In principle, you can ask in advance if a blood test is covered. In practice, you are about as likely to get a straight answer as you are to win the lottery. If a test is not covered, it might be that you are entitled to a price that your insurance company pre-negotiated, or it might be that your insurance company doesn’t give a whit if the blood test companies clean your clock on uncovered tests. Is is safest to assume that any uncovered tests will be billed at “list price.” What to do here?

Your Doctor Will Know Which Tests are Covered

The doctor has to justify the test that are requested. The typical annual physical blood tests would usually be covered. This would include glucose and a lipid panel. Others would not be. Most likely your physician is well aware of which will not be covered. At this point you have a couple of options. However, it will simplify things is your physician writes two separate requisitions, one for the covered expenses and another for any that may not be.

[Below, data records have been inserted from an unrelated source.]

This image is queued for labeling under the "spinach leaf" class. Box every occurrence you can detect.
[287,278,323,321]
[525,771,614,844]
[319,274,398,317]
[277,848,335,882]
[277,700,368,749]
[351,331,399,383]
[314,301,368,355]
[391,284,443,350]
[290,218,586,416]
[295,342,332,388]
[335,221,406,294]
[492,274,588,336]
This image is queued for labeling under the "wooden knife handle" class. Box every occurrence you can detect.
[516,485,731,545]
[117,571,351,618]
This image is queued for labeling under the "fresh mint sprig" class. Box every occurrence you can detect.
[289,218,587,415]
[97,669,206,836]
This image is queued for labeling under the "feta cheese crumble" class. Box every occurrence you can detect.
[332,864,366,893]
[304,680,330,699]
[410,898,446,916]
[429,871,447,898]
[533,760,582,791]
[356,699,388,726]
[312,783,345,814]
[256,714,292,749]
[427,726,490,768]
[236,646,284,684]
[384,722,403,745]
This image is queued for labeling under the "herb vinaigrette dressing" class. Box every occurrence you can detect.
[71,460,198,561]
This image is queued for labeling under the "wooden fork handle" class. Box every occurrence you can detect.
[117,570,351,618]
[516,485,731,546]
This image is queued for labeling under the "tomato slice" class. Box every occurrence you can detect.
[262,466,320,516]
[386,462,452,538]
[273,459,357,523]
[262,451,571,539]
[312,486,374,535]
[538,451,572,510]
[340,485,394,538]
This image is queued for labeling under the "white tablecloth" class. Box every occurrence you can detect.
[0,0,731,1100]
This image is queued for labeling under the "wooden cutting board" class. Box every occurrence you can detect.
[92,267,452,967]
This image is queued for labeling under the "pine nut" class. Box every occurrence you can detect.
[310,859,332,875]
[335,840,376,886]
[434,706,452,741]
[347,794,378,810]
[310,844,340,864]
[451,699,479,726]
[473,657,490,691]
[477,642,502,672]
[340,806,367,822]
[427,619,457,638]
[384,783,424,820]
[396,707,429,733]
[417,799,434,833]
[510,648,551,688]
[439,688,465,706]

For the uncovered expenses there are a couple of options. But first, educate yourself. Find the retail price for the test from Walk In Labs (LabCorp) and New Century Labs (Quest). This is the most you should have to pay. Then either just buy the test from one of these, or call or visit a blood draw center and ask for the cash price. It will probably be very close to the retail price.

The pricing obtained this way will be pretty low. If you got all the quarterly QM recommended sixteen blood tests, and insurance paid nothing, but you used the “retail” method, your out-of-pocket cost would be $231. Same quality tests, same labs, same everything, except the price.